The volume of loans accessed through P2P-platforms in 2017 reached $85 billion. And we still expect a significant increase in funding through such services. I suggest a closer look at the main players in the P2P lending market:
Lending Club. The world’s largest P2P lending platform, which was launched back in 2007. By 2015, on the Lending Club platform, borrowers attracted $16 billion, and the speed of loans issuance increased to $2.5 billion per quarter. The platform now keeps 50% of the US market in P2P lending. Borrowers and investors find each other on the site. Here you can fill out an application for a loan in minutes, and fully online. Then you can monitor your application through the service of Credit Karma.
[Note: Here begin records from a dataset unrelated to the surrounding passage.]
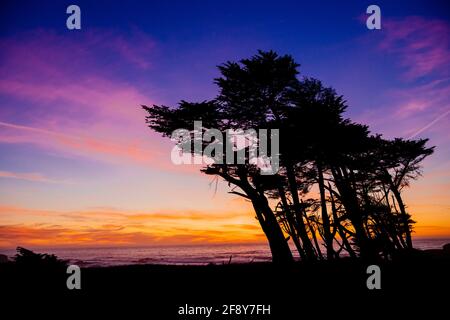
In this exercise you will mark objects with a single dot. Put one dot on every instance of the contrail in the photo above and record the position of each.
(430, 124)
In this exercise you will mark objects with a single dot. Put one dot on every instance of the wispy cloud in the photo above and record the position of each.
(31, 176)
(423, 45)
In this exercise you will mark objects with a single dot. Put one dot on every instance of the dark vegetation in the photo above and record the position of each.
(338, 184)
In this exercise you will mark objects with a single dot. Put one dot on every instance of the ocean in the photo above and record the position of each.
(180, 255)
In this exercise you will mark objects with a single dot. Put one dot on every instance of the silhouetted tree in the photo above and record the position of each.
(357, 177)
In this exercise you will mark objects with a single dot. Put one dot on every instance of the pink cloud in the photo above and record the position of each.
(32, 176)
(423, 45)
(78, 106)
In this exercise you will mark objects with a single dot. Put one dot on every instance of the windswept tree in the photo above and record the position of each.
(338, 188)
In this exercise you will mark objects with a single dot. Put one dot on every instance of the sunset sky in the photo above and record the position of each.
(78, 166)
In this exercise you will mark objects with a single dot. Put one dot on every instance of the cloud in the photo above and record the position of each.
(423, 45)
(109, 226)
(35, 177)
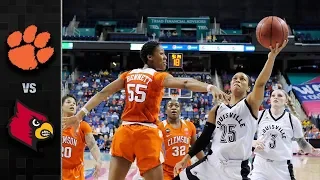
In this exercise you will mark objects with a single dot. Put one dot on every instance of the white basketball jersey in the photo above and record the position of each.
(234, 133)
(277, 133)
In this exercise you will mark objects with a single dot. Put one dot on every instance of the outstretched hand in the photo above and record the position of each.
(220, 96)
(73, 122)
(275, 51)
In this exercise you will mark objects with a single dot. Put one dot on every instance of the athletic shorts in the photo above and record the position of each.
(211, 168)
(264, 169)
(76, 173)
(139, 142)
(167, 172)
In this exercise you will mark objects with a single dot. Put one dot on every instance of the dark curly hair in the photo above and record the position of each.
(148, 49)
(64, 98)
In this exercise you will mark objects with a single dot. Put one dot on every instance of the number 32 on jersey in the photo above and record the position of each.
(137, 92)
(66, 152)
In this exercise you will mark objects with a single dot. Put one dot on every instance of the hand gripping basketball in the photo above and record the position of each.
(275, 51)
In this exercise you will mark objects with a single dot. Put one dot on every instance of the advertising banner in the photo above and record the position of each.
(202, 24)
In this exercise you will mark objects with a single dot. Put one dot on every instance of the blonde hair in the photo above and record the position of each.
(289, 104)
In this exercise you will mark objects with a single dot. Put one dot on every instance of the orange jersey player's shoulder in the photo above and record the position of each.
(85, 127)
(144, 91)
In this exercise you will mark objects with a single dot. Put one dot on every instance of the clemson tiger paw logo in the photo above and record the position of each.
(28, 49)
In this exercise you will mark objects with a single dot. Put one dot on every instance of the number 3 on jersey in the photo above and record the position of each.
(66, 152)
(178, 151)
(137, 92)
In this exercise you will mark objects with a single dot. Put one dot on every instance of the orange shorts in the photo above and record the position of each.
(167, 172)
(139, 142)
(76, 173)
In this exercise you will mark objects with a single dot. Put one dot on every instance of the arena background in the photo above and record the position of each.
(206, 40)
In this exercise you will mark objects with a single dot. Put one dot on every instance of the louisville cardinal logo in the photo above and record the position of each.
(28, 126)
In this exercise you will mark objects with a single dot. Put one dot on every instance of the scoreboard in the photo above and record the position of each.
(175, 60)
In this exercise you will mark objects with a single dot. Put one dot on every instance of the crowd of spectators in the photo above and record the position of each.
(105, 119)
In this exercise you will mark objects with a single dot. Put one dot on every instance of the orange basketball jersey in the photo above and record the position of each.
(177, 141)
(73, 146)
(144, 90)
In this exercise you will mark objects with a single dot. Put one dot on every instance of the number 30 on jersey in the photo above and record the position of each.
(66, 152)
(137, 92)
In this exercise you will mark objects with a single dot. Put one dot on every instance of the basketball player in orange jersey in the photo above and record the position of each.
(73, 146)
(138, 136)
(178, 135)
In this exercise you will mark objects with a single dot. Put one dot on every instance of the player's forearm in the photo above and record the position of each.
(197, 86)
(203, 141)
(93, 147)
(304, 145)
(93, 102)
(265, 74)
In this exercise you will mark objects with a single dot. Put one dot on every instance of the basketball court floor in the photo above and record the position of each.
(305, 167)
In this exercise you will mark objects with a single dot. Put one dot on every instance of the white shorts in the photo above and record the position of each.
(264, 169)
(211, 168)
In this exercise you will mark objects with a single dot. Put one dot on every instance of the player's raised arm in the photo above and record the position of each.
(255, 98)
(194, 85)
(107, 91)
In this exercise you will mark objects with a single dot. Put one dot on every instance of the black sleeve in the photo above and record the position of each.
(204, 139)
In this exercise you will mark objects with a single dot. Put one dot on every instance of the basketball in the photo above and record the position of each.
(272, 30)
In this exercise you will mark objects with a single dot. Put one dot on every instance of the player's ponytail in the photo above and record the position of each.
(290, 105)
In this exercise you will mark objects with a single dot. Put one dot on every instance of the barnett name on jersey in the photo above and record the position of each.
(144, 91)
The amount of money that can be obtained on the platform is limited to $40 thousand. The loan term is usually 36-60 months. You can become an investor with as little as $25 and as much as $20 thousand. Financing rates range from 5.06% to 35.89% per annum – depending on your credit rating. At the same time, all loans have a rating, depending on which the annual financing rate is assigned. Thus, the more reliable the loan borrower, the lower the cost of money, the higher the risks of non-return – the higher the interest rate. Despite the fact that the main target audience of such platforms is private individuals, the Lending Club develops a line of credit products for business. Companies can get here up to 300 thousand US dollars of loan.
A person’s rating that affects the financing rate includes an assessment of your credit profile, history, income, as well as loan amounts and repayment period. At the same time, there are separate requirements for investors. They must have assets of not less than 250 thousand US dollars and you can invest no more than 10% of the value of the assets. In order to minimize risks, investors can invest $25 each in 200 different borrowers for a total of $5 thousand.
You will be interested to know that 80% of loans from the platform are taken to repay debts on current loans in the bank and on credit cards. So refinancing is the main target.
For its services, the platform will take a percentage calculated from the amount of funding. But in the end, it still turns out to be cheaper to raise money on the platform than to use a bank credit card.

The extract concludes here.